Saúde
por Leonardo Oliveira
Publicado em 06/10/2025, às 17h36
A gente sabe que correr traz enormes benefícios à saúde do coração, a redução do estresse e fortalecimento dos músculos. No entanto, uma questão tem afetado muitos que praticam tal atividade. O famoso “rosto de corredor”.
Do que se trata?
Trata-se de um rosto mais fino, com sinais de flacidez, como se estivesse envelhecido. Muitos conteúdos têm relacionado isso à prática da corrida. No entanto, segundo a dermatologista Marília Acioli, em entrevista ao Correio, não há evidências científicas robustas de que a corrida, por si só, cause esses efeitos.
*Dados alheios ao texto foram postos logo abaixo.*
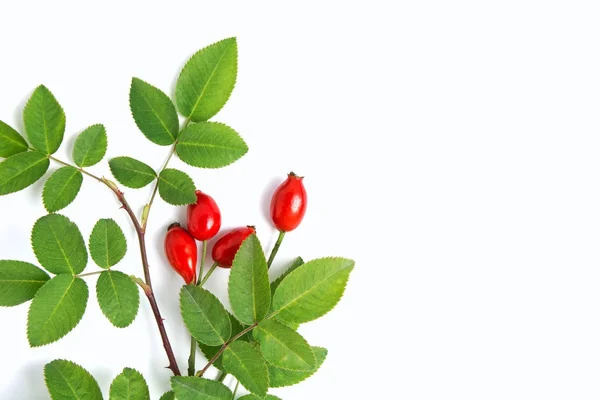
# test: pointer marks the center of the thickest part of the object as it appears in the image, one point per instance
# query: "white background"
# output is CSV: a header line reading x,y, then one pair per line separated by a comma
x,y
450,148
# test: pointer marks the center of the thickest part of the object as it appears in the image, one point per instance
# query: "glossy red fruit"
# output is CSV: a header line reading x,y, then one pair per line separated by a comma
x,y
182,253
204,217
288,204
225,248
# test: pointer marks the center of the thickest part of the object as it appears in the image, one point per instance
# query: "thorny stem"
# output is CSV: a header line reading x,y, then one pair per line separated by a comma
x,y
148,283
276,248
222,349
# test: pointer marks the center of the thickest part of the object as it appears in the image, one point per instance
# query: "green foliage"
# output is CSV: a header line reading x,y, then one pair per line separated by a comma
x,y
207,80
56,309
298,261
249,290
210,145
68,381
129,385
58,245
107,243
204,315
44,121
284,347
153,112
176,187
312,290
118,298
131,172
279,377
61,188
22,170
90,146
11,142
193,388
244,362
19,282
“Não existe nenhuma comprovação de que esportes de impacto estão diretamente relacionados à flacidez da face. O que pode ocorrer é a redução significativa de gordura corporal e facial em atletas de alta performance, associada ao estresse oxidativo e à exposição solar frequente”, afirma.
O que levaria à isso?
A prática da corrida não está diretamente responsável pelo envelhecimento do rosto, mas alguns fatores relacionados à atividade podem contribuir para isso. Exemplo disso, são os treinos mais intensos e prolongados que podem diminuir a gordura localizada abaixo da pele e deixar o rosto mais magro.
Outro caso é quando o corpo é submetido a um esforço sem recuperação adequada. Isso provoca um aumento de radicais livres que afetam a elasticidade da pele.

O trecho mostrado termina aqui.